Brutalidad. Muerte. Niños secuestrados. Adultos atrapados. Ciudadanos legales y residentes indefensos.
Springsteen, Bad Bunny, Billie Eilish, Taylor Swift, DiCaprio, Matt Damon, Robert De Niro, Sylvester Stallone (para señalar tibieza), Antonio Banderas, Lady Gaga, George Clooney, Jennifer Lawrence, Brad Pitt, Beyoncé, Rihanna.
Y cientos más, líderes culturales y sociales antiguos, medianos y recientes, todos alzan la voz.
La calle manda.
La política duerme.
Los tibios miran.
La cultura ruge.
Sus himnos pesan más que discursos vacíos.
La liberación de Liam Conejo Robles y su padre, ciudadanos estadounidenses, fue apenas un símbolo.
Gracias a la presión social masiva y a la intervención del congresista Ilhan Omar, lograron salir, pero cientos de niños y miles de adultos siguen detenidos injustamente, sin abogados, sin defensa consular, en condiciones inhumanas, víctimas de ICE, CBP y DHS, monstruos autónomos que ignoran órdenes judiciales y derechos humanos, con supremacistas infiltrados y fanáticos legitimando la impunidad.
Trump, obsesionado con su narrativa y su base fanática, subestima que el monstruo que creó está fuera de control.
Ataca prensa y cultura —amenazando a Noah, desprestigiando los Grammys— mientras el caos interno crece y los abusos sistemáticos se multiplican.

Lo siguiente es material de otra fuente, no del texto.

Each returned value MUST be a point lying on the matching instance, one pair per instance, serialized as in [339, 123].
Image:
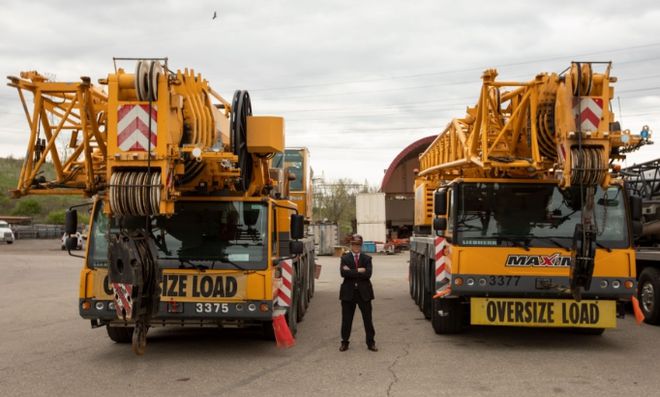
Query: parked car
[6, 234]
[78, 236]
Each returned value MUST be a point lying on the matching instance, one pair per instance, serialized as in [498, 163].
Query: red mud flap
[283, 335]
[639, 316]
[123, 300]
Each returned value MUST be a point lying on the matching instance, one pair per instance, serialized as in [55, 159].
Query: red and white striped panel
[284, 293]
[133, 128]
[442, 267]
[123, 300]
[588, 111]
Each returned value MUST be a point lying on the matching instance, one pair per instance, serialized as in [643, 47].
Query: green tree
[27, 207]
[335, 202]
[56, 217]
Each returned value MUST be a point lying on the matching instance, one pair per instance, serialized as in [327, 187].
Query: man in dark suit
[356, 290]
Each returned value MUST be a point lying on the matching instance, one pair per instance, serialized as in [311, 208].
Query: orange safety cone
[283, 335]
[639, 316]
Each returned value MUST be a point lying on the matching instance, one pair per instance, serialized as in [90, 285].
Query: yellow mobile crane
[518, 219]
[190, 224]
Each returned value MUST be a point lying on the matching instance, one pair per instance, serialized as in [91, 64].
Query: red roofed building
[398, 186]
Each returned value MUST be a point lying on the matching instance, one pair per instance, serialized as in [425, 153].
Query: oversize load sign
[190, 287]
[543, 312]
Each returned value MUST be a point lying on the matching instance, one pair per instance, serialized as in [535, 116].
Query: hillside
[43, 209]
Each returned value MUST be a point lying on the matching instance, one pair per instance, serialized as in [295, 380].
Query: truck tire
[588, 331]
[120, 334]
[648, 294]
[418, 287]
[292, 314]
[447, 316]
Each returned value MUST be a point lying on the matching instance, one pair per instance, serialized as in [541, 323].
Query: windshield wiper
[553, 240]
[599, 245]
[513, 241]
[226, 260]
[192, 265]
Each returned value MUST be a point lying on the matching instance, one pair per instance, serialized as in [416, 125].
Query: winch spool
[135, 193]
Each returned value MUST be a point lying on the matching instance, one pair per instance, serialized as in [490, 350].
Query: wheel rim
[647, 296]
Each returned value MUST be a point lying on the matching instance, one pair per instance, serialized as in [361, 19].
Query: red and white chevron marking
[588, 111]
[123, 300]
[133, 128]
[442, 267]
[284, 293]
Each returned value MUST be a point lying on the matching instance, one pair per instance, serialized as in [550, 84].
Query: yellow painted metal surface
[494, 260]
[543, 312]
[193, 286]
[265, 134]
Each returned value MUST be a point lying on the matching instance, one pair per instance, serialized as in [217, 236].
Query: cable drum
[545, 125]
[146, 80]
[134, 193]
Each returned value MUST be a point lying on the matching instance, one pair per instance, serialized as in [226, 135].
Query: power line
[451, 71]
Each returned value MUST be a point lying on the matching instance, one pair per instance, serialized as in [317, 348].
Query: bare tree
[335, 202]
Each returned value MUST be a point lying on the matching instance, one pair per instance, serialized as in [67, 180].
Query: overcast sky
[357, 81]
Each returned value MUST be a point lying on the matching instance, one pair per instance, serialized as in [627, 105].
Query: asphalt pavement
[47, 349]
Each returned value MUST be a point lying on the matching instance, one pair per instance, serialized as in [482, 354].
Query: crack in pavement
[391, 368]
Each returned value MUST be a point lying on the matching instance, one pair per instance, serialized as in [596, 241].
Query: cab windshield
[293, 159]
[540, 215]
[208, 235]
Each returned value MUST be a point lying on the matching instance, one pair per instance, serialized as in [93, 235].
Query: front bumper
[187, 313]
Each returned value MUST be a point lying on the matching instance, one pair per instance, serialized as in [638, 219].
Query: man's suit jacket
[353, 278]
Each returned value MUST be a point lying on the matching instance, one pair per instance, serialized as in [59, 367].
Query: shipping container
[326, 237]
[375, 232]
[370, 208]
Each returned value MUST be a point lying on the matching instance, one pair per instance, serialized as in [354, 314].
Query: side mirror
[440, 202]
[297, 227]
[638, 229]
[71, 221]
[636, 208]
[71, 243]
[440, 224]
[296, 247]
[250, 216]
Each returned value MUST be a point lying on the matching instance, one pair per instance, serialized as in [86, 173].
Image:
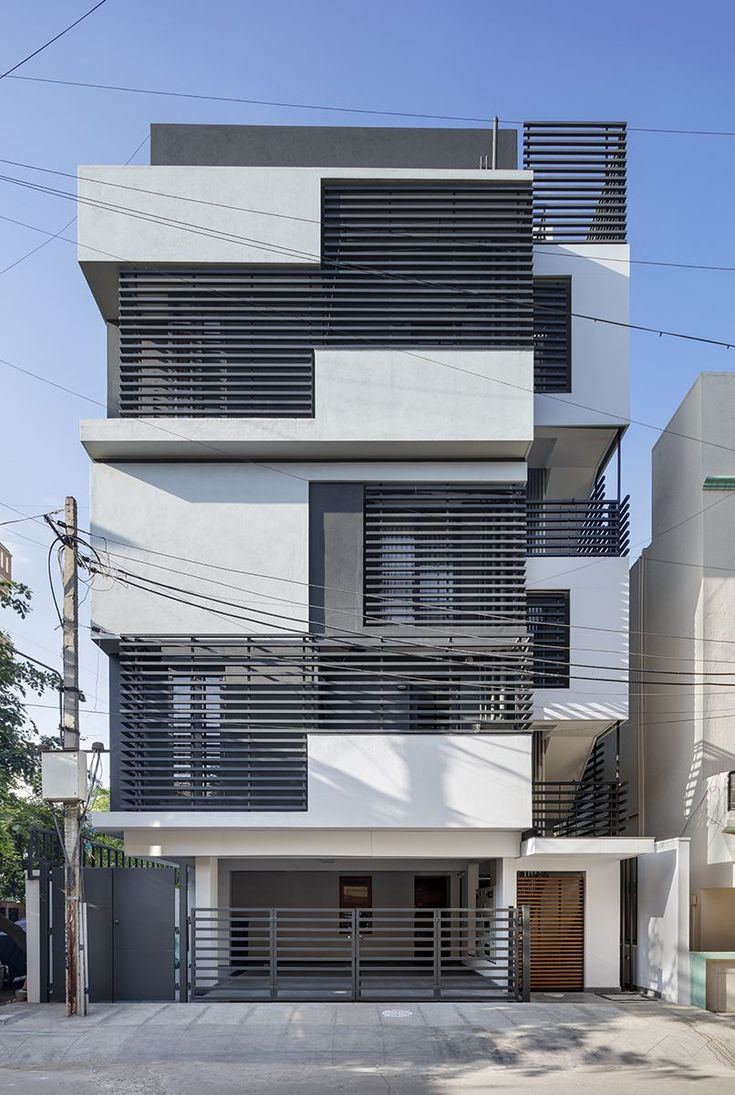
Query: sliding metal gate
[377, 954]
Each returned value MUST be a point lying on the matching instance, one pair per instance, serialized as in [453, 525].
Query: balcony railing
[580, 808]
[593, 527]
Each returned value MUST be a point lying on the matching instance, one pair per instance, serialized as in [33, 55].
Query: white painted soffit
[550, 850]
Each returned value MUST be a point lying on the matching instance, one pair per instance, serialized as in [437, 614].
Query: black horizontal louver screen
[549, 633]
[221, 723]
[428, 264]
[402, 265]
[445, 554]
[552, 334]
[580, 180]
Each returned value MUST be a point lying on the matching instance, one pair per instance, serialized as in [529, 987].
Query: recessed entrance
[557, 903]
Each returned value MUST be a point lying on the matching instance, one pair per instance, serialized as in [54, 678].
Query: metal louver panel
[221, 723]
[552, 334]
[432, 264]
[403, 264]
[445, 554]
[549, 633]
[580, 181]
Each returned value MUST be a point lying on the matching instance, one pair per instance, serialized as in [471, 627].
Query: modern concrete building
[680, 737]
[358, 499]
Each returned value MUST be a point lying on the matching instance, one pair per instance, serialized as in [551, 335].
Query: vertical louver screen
[403, 264]
[445, 554]
[552, 334]
[549, 632]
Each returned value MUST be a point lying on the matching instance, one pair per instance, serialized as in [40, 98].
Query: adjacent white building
[358, 504]
[680, 737]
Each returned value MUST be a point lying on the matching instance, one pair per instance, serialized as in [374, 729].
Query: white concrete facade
[219, 508]
[682, 606]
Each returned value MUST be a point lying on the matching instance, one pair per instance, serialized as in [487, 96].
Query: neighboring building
[682, 608]
[354, 463]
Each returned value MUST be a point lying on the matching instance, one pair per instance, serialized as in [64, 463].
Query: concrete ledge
[599, 848]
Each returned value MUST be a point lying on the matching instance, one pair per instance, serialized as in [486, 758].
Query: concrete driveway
[573, 1042]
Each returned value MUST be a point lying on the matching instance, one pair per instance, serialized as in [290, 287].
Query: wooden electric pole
[75, 988]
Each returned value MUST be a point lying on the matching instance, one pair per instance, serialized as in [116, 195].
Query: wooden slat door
[557, 903]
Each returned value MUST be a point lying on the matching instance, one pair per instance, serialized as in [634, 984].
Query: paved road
[573, 1044]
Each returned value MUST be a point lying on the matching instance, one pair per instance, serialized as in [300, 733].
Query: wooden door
[557, 902]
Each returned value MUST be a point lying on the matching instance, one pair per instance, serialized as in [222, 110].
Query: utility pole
[75, 988]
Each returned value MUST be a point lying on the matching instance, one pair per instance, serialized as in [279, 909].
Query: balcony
[578, 808]
[594, 527]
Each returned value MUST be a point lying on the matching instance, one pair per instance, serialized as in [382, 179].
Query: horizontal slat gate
[557, 907]
[377, 954]
[220, 723]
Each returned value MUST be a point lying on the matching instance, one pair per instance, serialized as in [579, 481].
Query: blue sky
[654, 65]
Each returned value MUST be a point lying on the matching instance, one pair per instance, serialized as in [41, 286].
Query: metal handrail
[578, 808]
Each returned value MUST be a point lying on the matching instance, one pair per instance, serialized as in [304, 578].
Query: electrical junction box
[64, 776]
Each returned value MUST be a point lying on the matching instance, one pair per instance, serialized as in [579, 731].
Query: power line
[460, 636]
[283, 471]
[294, 252]
[425, 630]
[316, 220]
[49, 43]
[230, 237]
[19, 520]
[36, 661]
[282, 578]
[459, 652]
[54, 235]
[339, 110]
[287, 252]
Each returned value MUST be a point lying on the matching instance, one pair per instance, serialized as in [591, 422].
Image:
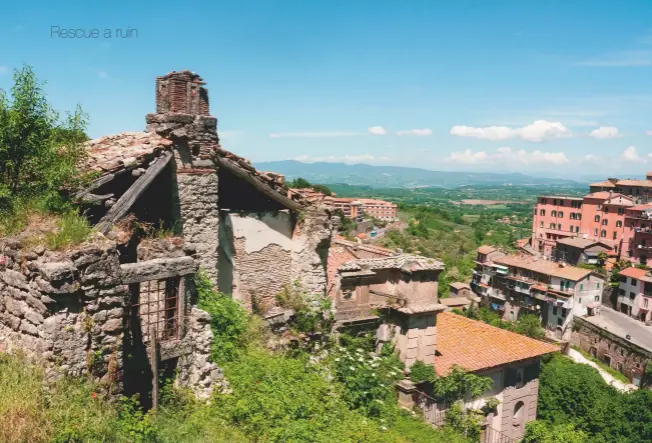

La cultura demuestra que la calle y los himnos pesan más que muchos políticos tibios:
Springsteen liderando himnos; Bad Bunny con su gorro simbólico y su canción “Debí tirar más fotos”; Billie Eilish, Taylor Swift, DiCaprio, De Niro, Pitt, Gaga, Clooney, Jennifer Lawrence, Beyoncé, Rihanna y cientos más marcando la diferencia donde la política ha fallado.
La Guardia Nacional en Minnesota, convocada por el gobernador Tim Walz, y policías locales de estados democráticos y ciudades santuario han protegido parcialmente a la gente, pero no hay un bloque federal ni legislativo sólido que frene la arbitrariedad de ICE.
Los políticos tibios miran; los valientes como Obama, Michelle Obama y Gavin Newsom destacan, pero muchos republicanos arrepentidos no actúan.
El caso de Robin Good, asesinada, recuerda que incluso quienes deberían estar protegidos por la ley son tratados como enemigos.
Las órdenes judiciales se ignoran. Los procedimientos judiciales se pisotean. Nadie responde por la arbitrariedad. Plantones. Paros. Manifestaciones masivas. Desobediencia civil. La sociedad debe actuar.
La liberación de Liam muestra que es posible, pero el monstruo sigue, los niños siguen secuestrados, los adultos siguen pagando con su libertad y dignidad.
La calle manda.
La cultura ruge.
Los tibios tiemblan.
La historia exige acción.
¡Que tiemble quien abuse!
¡Que los opresores sientan miedo!
¡Que la injusticia caiga!
¡Que la masa despierte, se organice y arrase al monstruo!
Porque ya no es tiempo de diagnósticos ni de tibiezas: es el momento de acciones que realmente derriben la impunidad.